TOLAC is not considered safe for all women, and absolute contraindications exist. These include a history of a previous uterine rupture, or a classical or “T”-shaped uterine incision. Due to the small but serious risk of uterine rupture (estimated between 0.47% and 0.9% for women with one prior low transverse scar), continuous fetal heart rate monitoring is necessary during active labor.
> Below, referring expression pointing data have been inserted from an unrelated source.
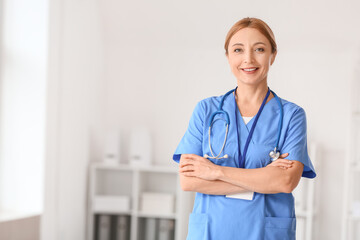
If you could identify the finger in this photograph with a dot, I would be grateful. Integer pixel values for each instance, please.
(189, 174)
(281, 165)
(186, 168)
(186, 162)
(283, 161)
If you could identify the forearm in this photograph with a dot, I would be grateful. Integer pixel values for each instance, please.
(214, 187)
(265, 180)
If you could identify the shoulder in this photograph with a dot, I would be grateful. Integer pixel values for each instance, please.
(293, 112)
(209, 103)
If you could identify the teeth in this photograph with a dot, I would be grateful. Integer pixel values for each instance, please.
(249, 69)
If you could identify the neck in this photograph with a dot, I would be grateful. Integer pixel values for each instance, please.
(250, 97)
(251, 94)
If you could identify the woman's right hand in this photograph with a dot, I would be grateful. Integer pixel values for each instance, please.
(281, 162)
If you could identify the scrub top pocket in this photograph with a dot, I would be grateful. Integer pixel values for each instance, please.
(198, 227)
(278, 228)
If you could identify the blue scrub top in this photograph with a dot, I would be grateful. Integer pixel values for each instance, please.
(267, 216)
TOLAC should only occur in facilities equipped with staff and resources immediately available to perform an emergency Cesarean delivery, including surgical and anesthesia teams. This ensures complications can be addressed quickly to ensure maternal and fetal safety.
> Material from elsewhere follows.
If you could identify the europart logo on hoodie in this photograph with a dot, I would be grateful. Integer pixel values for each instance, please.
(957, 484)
Planning and Scheduling the Repeat Procedure

If the decision is made to proceed with a repeat Cesarean delivery, the procedure is typically scheduled at 39 weeks of gestation. This timing maximizes fetal maturity while minimizing the risk that the mother will spontaneously go into labor. Delivering too early risks respiratory complications for the newborn, while waiting too long increases the chance of an unplanned emergency Cesarean.

Pre-operative planning includes routine blood work, such as a complete blood count and blood typing for potential transfusion, usually performed within 72 hours of the surgery. Patients also consult with an anesthesiologist to review their medical history, discuss anesthesia options like a spinal block, and formulate a postoperative pain management plan.

Specific instructions are given regarding fasting to prevent aspiration of stomach contents under anesthesia. Patients stop eating solid foods eight hours before the procedure but may drink clear liquids up to two hours prior. Antiseptic washes, such as chlorhexidine, are often provided for the patient to use at home before coming to the hospital, aiming to reduce the risk of surgical site infection.

Unique Risks Associated with Subsequent Cesarean Deliveries

The presence of a prior uterine incision introduces specific surgical challenges and risks unique to repeat Cesarean deliveries. One common issue is the formation of scar tissue, known as adhesions, which can make subsequent surgery more difficult. Adhesions are bands of fibrous tissue that can cause organs like the bowel and bladder to stick to the previous surgical site.

Dissection of these adhesions during the repeat procedure increases operative time and raises the risk of accidental injury to surrounding structures, such as the bladder or intestines. The risk and density of these adhesions tend to increase with the number of previous Cesarean sections a woman has undergone. This heightened complexity requires the surgeon to proceed with meticulous care to safely reach the uterus.

A more serious concern is the increased likelihood of abnormal placental implantation, collectively known as the Placenta Accreta Spectrum (PAS). This occurs when the placenta attaches too deeply into the uterine wall, sometimes invading the muscle or penetrating through the uterus. The risk of PAS rises sharply with the number of prior Cesarean deliveries, especially if the placenta is lying low (Placenta Previa). For example, the risk of PAS with Placenta Previa and one prior Cesarean is significantly lower than the risk with three or more prior Cesarean sections. This condition often leads to massive hemorrhage at delivery and may require a hysterectomy to control bleeding.